Même si le chapitre de Saint-Germain, masculin, leur partageait les lieux, c’est bien entre les mains des femmes que reposait le destin de Mons. Et dédier sa vie à Dieu ne signifiait pas renoncer au reste, loin s’en faut. Les chanoinesses étaient issues des plus grandes familles européennes et faisaient preuve d’érudition. Elles menaient une vie où culture, musique et littérature avaient une place. Ces femmes savaient se parer des plus beaux atours, être féminines et élégantes. Au fil des siècles, elles ont multiplié leur pouvoir et leur fortune. Ce sont elles d’ailleurs qui firent bâtir la somptueuse Collégiale Sainte-Waudru

Des origines peu connues

On ne sait que très peu de choses sur la vie qu’ont d’abord entretenue ces femmes pieuses. Ce n’est qu’au IXe siècle que l’on retrouve le monasterium de Castri locus dans un texte du testament d’Anségise, alors abbé de Saint-Wandrille (près de Rouen). A priori, qui dit monastère dit moniales, et qui dit moniales dit règles à observer. Et c’est de l’assujettissement à ces règles (canons) que vient le terme de chanoinesses (canonicæ). Les textes mentionnent les chanoinesses à proprement parler à partir de 1123 et évoquent le chapitre vers 1149-1150. Dès lors, les chanoinesses ne sont plus tenues aux vœux de pauvreté, de chasteté ni d’obéissance. Elles peuvent rejoindre l’institution à tout âge et certaines sont nommées alors qu’elles n’ont pas encore six ans. Elles seront alors élevées et instruites par la communauté et à partir de leurs vingt-cinq ans, elles pourront quitter l’institution pour fonder une famille en conservant leur titre de chanoinesse mais en cédant leur prébende (revenu attaché à la fonction). À leur mort, elles maintiennent leur droit d’être inhumées dans la collégiale.

Evolution

Au fil du temps, l’institution a évolué pour finir par se séculariser vers les XIe et XIIe siècles. Cela s’explique de la manière suivante : au Xe siècle, les autorités civiles ainsi que les souverains ont revendiqué les richesses matérielles dont avaient été dotés les monastères par l’aristocratie lors de leur création dès le VIIe siècle. En outre, le pouvoir civil voulait intervenir dans la réglementation inhérente au chapitre. Il n’en reste pas moins que la communauté devait toujours obéissance à l’abbesse ou aux doyennes.

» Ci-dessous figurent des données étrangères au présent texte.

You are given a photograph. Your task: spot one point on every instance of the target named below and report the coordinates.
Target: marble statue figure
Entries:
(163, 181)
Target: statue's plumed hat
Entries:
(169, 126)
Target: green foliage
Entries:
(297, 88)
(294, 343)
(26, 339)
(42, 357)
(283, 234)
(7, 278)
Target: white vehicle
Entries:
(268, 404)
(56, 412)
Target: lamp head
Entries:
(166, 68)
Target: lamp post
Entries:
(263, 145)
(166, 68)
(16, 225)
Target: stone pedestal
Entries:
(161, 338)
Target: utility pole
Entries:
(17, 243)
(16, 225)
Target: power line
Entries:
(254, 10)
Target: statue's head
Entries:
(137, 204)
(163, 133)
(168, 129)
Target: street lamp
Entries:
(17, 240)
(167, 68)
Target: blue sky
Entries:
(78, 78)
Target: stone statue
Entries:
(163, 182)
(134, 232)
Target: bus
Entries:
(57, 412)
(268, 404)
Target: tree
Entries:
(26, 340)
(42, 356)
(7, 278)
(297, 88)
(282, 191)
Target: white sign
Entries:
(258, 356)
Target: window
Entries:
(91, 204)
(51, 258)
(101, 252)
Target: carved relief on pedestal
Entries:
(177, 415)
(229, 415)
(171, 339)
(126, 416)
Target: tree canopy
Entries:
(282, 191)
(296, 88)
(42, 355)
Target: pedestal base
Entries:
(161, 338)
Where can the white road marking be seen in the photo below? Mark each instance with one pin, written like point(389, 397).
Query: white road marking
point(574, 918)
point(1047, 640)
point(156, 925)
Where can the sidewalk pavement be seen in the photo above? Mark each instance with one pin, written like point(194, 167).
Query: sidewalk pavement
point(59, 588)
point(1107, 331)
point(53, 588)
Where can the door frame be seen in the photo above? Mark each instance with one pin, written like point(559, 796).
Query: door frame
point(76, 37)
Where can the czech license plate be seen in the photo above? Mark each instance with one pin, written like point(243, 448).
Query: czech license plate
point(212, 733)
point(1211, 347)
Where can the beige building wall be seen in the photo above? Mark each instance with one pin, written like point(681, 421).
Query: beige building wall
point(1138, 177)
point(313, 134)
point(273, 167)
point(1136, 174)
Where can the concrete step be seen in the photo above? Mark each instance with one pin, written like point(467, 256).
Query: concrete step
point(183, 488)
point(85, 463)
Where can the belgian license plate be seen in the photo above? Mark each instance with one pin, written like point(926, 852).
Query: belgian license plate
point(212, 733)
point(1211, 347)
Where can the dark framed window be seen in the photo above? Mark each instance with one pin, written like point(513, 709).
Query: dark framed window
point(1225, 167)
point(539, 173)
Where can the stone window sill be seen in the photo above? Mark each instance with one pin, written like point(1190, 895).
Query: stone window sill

Le nombre de chanoinesses installées au sein de l’institution montoise était limité à trente (l’importance des revenus à répartir déterminait le nombre des bénéficiaires). Les conditions d’admission au chapitre ont été redéfinies à plusieurs reprises et à partir du XIIIe siècle, seules des filles de chevaliers nées légitimement pouvaient y prétendre. Toutefois, certaines règles semblant trop contraignantes, plusieurs membres des chapitres nobles ont refusé de s’y soumettre. Par exemple, nulle ne pouvait accéder au statut de chanoinesse avant l’âge de dix-huit ans, alors qu’auparavant il n’y avait pas d’âge requis. Vers la fin du XVIIIe siècle, les chanoinesses eurent droit de s’absenter du monastère jusqu’à quatre mois par an. De ce fait, elles n’étaient plus « assignées à résidence ». Durant les dernières années de l’Ancien Régime, les chanoinesses ont adopté une vie assez mondaine, se présentant aux bals de noblesse en tenues somptueuses. L’institution ressemblait alors davantage à un lieu d’hébergement et d’éducation de jeunes filles nobles dans l’attente de leur mariage éventuel.
 

Toutefois, en 1794, époque où la Belgique se verra annexée par la France, le chapitre sera supprimé et les biens vendus aux enchères.

Le rôle des chanoinesses

Avant tout, elles veillaient à la conservation des reliques de sainte Waudru. Ensuite, plus que l’assiduité aux offices religieux, c’est l’aide aux pauvres qui régissait leur vie. C’est notamment en 1450 que les chanoinesses demandèrent l’édification d’une collégiale gothique de type brabançon. À travers cette requête, elles développèrent l’économie montoise en fournissant du travail à des centaines de personnes (dans les carrières et les briqueteries, chez les verriers, charpentiers, ferronniers, couvreurs, etc.). En outre, les chanoinesses ont participé à la modification de la perception de l’art. En réquisitionnant l’artiste Jacques Du Broeucq pour illustrer leur collégiale, elles ouvrent la porte à de nouvelles tendances (style renaissant, matériaux novateurs, emphase du mouvement et de la vie, etc.). Autorisées à voyager, les chanoinesses rencontraient d’autres cultures et ont su faire preuve d’une grande ouverture d’esprit.